Drawing on five years of experience as a teacher in Jewish high schools, the associate rabbi and educator at Conservative Congregation Kol Shofar in Tiburon has written a new book on methods for improving religious instruction.

"Whenever there's any type of hostility or challenges I've seen teachers choke up, get threatened," said Kohn, whose book is titled "Practical Pedagogy for the Jewish Classroom: Classroom Management, Instruction, and Curriculum Development."

"My approach was not to deny the questions, but to encourage them. Hostility was a way of expressing their interest, their excitement. It just came out in an age-appropriate way as hostility. Teenagers have to understand that nobody knows it all," he said recently.

Within Jewish tradition, he said, there's never going to be just one answer.

"Learning to live with tension and ambiguity is a challenging and exciting approach that excites teenagers about Jewish life. Many teachers prefer to skip and dance around personal beliefs, theology," he said.

"It's not the job of a Jewish teacher to teach what you believe. It is their job to help the students study the tradition for themselves so they can make their own informed decision."

Kohn compares this approach to that of American history teachers who give their students information enabling them to become informed voters, instead of teaching a particular political philosophy.

As a teacher in Jewish high schools in Philadelphia and Long Island, Kohn assigned his students research papers on topics such as Jews as the "chosen people," sin and transgression in the Jewish tradition, and the status of women in the Bible.

Kohn said teachers need to both challenge students and hold them responsible. Part of that responsibility includes taking tests. Some Jewish educators believe that testing students will turn them off to Judaism. Kohn passionately disagrees.

"My feeling is that if you don't challenge children, they're going get bored and they're going to get turned off and it's not going to excite them," he said. "The way to excite them is to hold them responsible." That tactic "works in their general studies. It can and will work in their Jewish studies."

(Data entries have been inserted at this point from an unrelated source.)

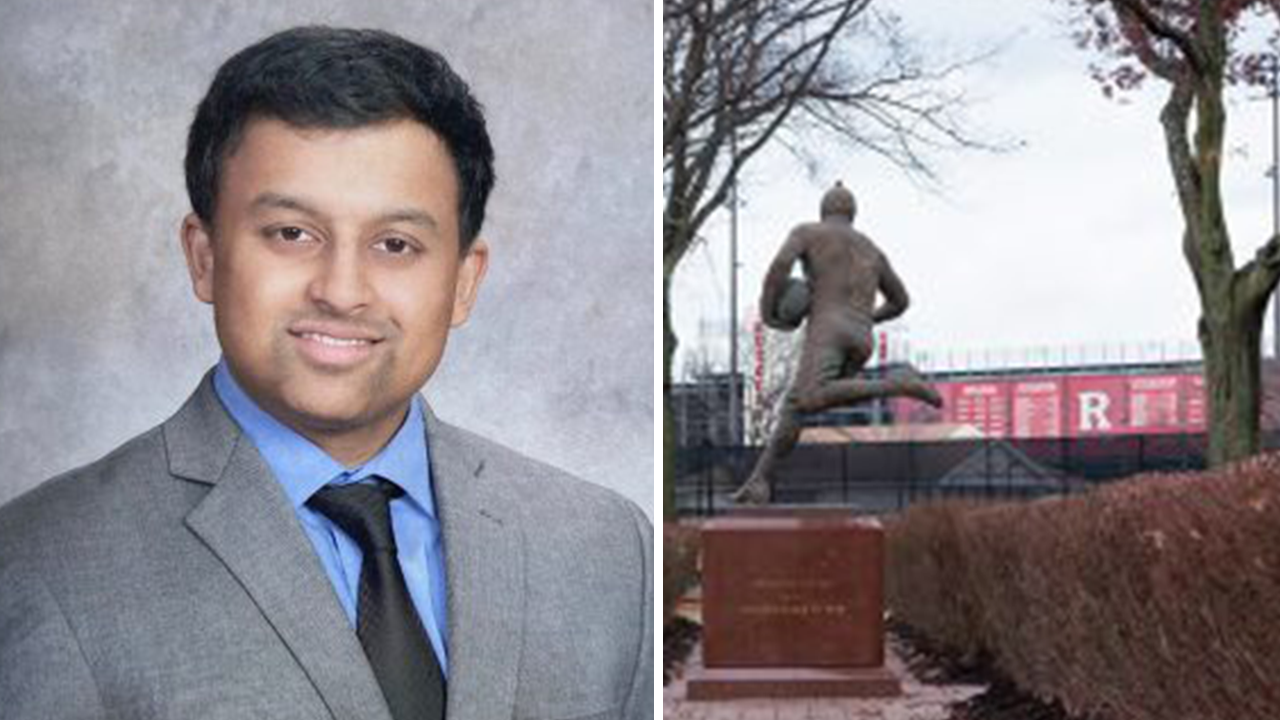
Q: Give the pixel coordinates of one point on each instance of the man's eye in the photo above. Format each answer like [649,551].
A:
[292,233]
[396,246]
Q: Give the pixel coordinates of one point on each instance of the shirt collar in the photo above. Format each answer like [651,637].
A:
[302,468]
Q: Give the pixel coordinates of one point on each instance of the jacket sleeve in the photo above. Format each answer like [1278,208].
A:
[639,703]
[44,671]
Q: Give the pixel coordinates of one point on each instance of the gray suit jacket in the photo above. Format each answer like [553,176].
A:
[172,579]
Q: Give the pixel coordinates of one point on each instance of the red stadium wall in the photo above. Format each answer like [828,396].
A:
[1061,405]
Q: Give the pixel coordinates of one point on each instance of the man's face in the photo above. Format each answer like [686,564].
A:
[334,270]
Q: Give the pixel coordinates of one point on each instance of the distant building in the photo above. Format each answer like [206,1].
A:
[702,410]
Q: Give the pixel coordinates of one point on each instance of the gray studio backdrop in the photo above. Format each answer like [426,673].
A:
[100,336]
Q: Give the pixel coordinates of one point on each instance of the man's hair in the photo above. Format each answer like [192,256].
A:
[321,77]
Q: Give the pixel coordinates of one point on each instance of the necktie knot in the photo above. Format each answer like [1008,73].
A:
[361,510]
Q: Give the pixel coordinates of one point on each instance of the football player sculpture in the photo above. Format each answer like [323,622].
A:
[844,272]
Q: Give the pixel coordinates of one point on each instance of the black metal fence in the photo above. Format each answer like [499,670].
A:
[892,475]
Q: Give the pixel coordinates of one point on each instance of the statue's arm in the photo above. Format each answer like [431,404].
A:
[776,279]
[894,291]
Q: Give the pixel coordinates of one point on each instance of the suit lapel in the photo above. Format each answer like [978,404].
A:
[247,522]
[484,565]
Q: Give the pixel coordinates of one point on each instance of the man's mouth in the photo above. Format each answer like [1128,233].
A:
[332,346]
[336,341]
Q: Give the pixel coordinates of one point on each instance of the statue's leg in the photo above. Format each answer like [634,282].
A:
[817,364]
[899,382]
[758,490]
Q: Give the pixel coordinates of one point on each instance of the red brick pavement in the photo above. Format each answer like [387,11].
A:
[918,701]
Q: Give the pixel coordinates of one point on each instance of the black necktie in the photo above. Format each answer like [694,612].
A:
[388,627]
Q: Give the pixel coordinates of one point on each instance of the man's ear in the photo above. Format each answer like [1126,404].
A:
[471,270]
[197,245]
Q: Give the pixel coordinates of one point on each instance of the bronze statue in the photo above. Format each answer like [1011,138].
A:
[844,272]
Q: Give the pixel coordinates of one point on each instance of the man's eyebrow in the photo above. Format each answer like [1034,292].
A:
[412,215]
[274,200]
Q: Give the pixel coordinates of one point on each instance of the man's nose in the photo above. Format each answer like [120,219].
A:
[341,285]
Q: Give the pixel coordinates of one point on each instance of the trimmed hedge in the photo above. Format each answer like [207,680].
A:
[1155,598]
[680,547]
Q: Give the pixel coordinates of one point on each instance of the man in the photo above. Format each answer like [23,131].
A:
[304,538]
[844,272]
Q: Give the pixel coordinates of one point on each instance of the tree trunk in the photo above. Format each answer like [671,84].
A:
[668,423]
[1232,347]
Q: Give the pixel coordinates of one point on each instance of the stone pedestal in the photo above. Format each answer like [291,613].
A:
[792,606]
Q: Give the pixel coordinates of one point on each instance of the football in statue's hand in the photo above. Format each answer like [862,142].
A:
[794,304]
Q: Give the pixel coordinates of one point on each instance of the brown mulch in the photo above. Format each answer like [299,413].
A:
[1002,700]
[679,638]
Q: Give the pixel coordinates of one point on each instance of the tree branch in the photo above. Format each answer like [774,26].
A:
[1162,28]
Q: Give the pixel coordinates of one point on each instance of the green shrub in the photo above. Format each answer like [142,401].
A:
[1155,598]
[680,548]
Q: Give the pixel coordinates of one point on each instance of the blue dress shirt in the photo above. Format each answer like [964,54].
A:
[302,468]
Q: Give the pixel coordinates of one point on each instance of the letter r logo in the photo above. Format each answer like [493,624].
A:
[1093,411]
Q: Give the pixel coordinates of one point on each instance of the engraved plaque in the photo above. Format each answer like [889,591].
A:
[792,592]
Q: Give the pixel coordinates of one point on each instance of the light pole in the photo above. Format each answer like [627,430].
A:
[735,410]
[1271,65]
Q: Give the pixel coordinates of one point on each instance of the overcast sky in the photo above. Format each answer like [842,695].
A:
[1070,240]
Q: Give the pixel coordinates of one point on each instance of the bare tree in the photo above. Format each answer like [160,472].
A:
[739,74]
[1194,46]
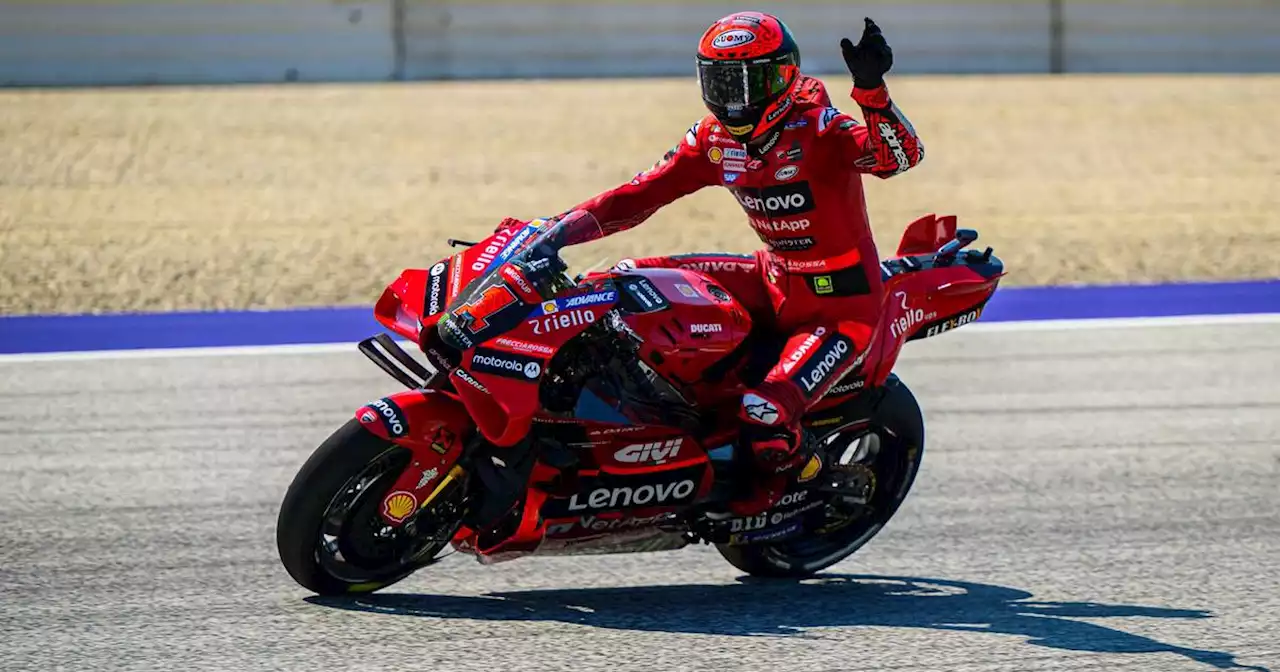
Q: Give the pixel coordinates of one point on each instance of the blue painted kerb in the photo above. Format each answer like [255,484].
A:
[59,333]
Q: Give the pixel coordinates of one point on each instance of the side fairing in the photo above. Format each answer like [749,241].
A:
[685,321]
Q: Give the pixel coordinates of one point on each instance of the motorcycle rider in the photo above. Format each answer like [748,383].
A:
[795,164]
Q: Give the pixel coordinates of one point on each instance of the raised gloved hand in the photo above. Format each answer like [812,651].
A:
[869,59]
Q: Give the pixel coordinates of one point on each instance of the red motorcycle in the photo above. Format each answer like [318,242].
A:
[597,415]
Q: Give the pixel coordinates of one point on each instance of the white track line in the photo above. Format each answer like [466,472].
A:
[324,348]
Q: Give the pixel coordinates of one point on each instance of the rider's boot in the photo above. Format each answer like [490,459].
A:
[771,448]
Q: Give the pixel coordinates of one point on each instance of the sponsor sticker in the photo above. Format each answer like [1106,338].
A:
[909,320]
[951,323]
[392,416]
[827,115]
[826,360]
[442,439]
[713,265]
[645,295]
[810,470]
[780,200]
[469,379]
[588,300]
[790,245]
[691,135]
[650,453]
[612,492]
[895,146]
[506,364]
[562,320]
[629,497]
[848,385]
[760,410]
[426,478]
[437,296]
[767,225]
[400,504]
[490,251]
[809,342]
[524,346]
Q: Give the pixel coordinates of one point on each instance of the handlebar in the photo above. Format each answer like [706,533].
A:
[947,252]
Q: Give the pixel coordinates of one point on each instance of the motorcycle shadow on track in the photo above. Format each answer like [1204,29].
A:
[786,608]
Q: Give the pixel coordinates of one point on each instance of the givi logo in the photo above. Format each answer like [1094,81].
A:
[656,452]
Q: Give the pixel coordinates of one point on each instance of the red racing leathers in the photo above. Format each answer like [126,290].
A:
[818,278]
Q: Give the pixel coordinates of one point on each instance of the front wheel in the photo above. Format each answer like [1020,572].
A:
[887,455]
[329,533]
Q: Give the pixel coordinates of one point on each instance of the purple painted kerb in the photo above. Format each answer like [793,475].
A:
[60,333]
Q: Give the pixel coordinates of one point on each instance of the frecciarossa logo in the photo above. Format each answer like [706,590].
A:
[775,201]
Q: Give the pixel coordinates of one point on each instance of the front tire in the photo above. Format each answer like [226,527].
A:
[897,428]
[329,534]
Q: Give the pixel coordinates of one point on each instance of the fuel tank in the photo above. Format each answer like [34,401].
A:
[685,320]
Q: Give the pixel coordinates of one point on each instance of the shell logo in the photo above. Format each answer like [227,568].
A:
[400,504]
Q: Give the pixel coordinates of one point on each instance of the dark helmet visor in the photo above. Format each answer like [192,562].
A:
[739,87]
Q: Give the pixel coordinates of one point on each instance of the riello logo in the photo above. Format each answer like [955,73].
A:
[909,319]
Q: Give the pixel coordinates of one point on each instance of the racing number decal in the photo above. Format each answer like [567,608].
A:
[475,315]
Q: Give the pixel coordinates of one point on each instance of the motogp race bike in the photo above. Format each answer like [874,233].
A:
[597,414]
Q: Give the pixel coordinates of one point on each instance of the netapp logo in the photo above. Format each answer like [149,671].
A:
[780,200]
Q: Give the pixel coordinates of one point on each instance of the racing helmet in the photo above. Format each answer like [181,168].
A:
[749,71]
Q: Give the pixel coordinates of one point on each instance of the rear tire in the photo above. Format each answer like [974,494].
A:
[323,481]
[899,425]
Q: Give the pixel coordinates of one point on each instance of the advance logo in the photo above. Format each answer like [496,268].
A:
[506,364]
[823,362]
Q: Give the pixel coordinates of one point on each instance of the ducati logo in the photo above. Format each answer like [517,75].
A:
[656,452]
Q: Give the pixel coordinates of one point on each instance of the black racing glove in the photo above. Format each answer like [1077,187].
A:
[871,59]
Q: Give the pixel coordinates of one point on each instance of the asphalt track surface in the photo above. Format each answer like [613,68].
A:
[1089,499]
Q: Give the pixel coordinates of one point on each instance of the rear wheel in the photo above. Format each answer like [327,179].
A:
[329,533]
[882,460]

Students must be held responsible for their general behavior as well, he asserts. Kohn tells his students: "How you behave is your own business. You have free will. But you must be prepared to deal with the consequences of your behavior."

His philosophy is based on the Jewish idea of teshuvah, or repentance.

"The whole Jewish understanding of teshuvah is you return to the right path. You temporarily departed from the right path, and it's always possible to return."

Values, he added, can't be taught.

"They can only be modeled and demonstrated. Teachers have to model it and students have to be held accountable for their actions."

His idea for "Practical Pedagogy" came out of the increased attention to Jewish education after the 1990 National Jewish Population Study revealed increasing assimilation, alienation and intermarriage within the American Jewish community.

"In the mad rush toward providing greater education for the community, not as much time has been spent on figuring out how to spend [the designated funds] and how best to develop Jewish education."

In the book, Kohn identifies three areas that need addressing: classroom management, the caliber of teachers and the quality of curricula.

The 36-year-old Kohn's own religious education in St. Louis was not a model he wants to replicate.

"My parents dropped me at Sunday school and then went out to get a coffee and a bagel and picked me up two hours later. They demonstrated to me that Jewish education is for little kids, not us adults," he said.

"That sends a powerful message. Parents have to demonstrate their commitment to Jewish life. If kids don't see it at home, it's not going to be effective. Kids are learning hypocrisy."

Kohn, who works with junior high and high school students at Kol Shofar, loves the challenge and rewards of teaching.

"Every time I think I've got a subject down and I teach it in a class, I realize I know nothing. It says in Pirke Avot [Ethics of the Fathers], 'Who is the most wise? Whoever learns from everyone.' I love that excitement of constantly learning myself."